The archbishop acknowledged the seriousness of our concerns, and after some clarifying of definition, he allowed that there might be some problem with clericalism within the church. However, he expressed his conviction that the problem was mostly due to "a few bad apples," and that once these individual priests were removed, things would be much better. We pressed him on the point, talking about the systemic nature of the problems of clericalism and abuse of power. He protested that this "over-above" mentality was not taught to priests in their training or required of the faithful; we pointed out that it was real nonetheless and that the church has rarely tried to counteract this largely unspoken status quo by encouraging more collaborative management of church institutions. The archbishop said that if he told his priests that they needed to act in a more "democratic," collaborative style, he would "have a revolution" on his hands. There was silence in the room.

Now here we are, a year later, having just entered the penitential season of Lent. Like Jesus, the church that rose from the community of his disciples has both a divine and human nature. None of us is arguing about the divine aspects of church teaching derived from the revelation of Christ. But the human aspects of the church will continue to need scrutiny and reform in every generation because, well, we're human. While there has been progress on the level of prevention and response to abuse, Catholics know that very little has changed on a structural level in the church over the past 25 years.

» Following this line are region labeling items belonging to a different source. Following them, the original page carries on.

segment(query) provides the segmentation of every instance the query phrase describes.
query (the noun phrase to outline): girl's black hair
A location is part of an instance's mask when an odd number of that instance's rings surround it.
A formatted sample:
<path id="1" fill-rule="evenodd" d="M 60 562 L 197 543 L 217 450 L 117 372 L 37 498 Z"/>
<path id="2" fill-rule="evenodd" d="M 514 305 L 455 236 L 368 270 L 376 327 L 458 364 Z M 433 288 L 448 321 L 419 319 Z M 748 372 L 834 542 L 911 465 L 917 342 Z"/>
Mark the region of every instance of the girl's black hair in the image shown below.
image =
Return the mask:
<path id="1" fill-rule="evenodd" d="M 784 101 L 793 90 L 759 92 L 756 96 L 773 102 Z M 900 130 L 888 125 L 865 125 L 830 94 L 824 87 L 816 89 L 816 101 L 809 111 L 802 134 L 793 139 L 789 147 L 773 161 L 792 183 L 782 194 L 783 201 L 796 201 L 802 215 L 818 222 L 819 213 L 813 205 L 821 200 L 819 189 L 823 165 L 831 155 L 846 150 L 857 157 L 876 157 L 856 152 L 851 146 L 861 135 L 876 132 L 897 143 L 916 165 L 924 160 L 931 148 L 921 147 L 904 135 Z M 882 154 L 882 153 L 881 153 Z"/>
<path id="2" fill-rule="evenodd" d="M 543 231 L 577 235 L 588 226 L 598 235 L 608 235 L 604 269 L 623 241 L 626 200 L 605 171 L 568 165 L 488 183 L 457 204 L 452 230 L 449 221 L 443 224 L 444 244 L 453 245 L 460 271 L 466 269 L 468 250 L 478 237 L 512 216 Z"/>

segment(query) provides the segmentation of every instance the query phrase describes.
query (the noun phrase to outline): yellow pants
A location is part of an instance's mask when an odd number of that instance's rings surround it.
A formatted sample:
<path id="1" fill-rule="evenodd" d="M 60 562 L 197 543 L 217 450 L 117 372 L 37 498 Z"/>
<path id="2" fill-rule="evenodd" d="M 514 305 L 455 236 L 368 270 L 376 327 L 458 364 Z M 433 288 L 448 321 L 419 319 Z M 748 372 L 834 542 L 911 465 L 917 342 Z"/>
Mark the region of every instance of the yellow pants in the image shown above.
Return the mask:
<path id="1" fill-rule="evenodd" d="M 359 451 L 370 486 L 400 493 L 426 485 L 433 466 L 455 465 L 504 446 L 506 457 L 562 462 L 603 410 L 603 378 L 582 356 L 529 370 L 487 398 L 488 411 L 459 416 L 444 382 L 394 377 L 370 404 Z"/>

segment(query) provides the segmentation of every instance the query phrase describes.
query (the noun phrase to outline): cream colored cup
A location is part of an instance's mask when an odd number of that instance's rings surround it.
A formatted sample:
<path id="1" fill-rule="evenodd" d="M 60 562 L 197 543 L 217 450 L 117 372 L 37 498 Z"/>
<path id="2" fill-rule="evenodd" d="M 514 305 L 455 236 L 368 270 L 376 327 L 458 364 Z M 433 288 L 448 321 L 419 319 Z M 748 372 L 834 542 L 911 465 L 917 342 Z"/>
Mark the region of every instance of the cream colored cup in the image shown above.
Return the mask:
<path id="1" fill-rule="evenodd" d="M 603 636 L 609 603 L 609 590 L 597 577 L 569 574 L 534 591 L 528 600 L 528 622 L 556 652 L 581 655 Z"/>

The generation raised after Vatican II are now the adults in our parishes. Some of them haven't read all the documents, but they have been paying attention to the essence of the council; they know what they're looking for in the church. A lot of it has to do with things that adults do together: respect, dialogue and participation. The final tragedy of the sex-abuse crisis would be if we didn't learn its lessons, repent and change our ways.

---

Bill Lonneman is co-chairman of the coordinating board of Cincinnati Voice of the Faithful.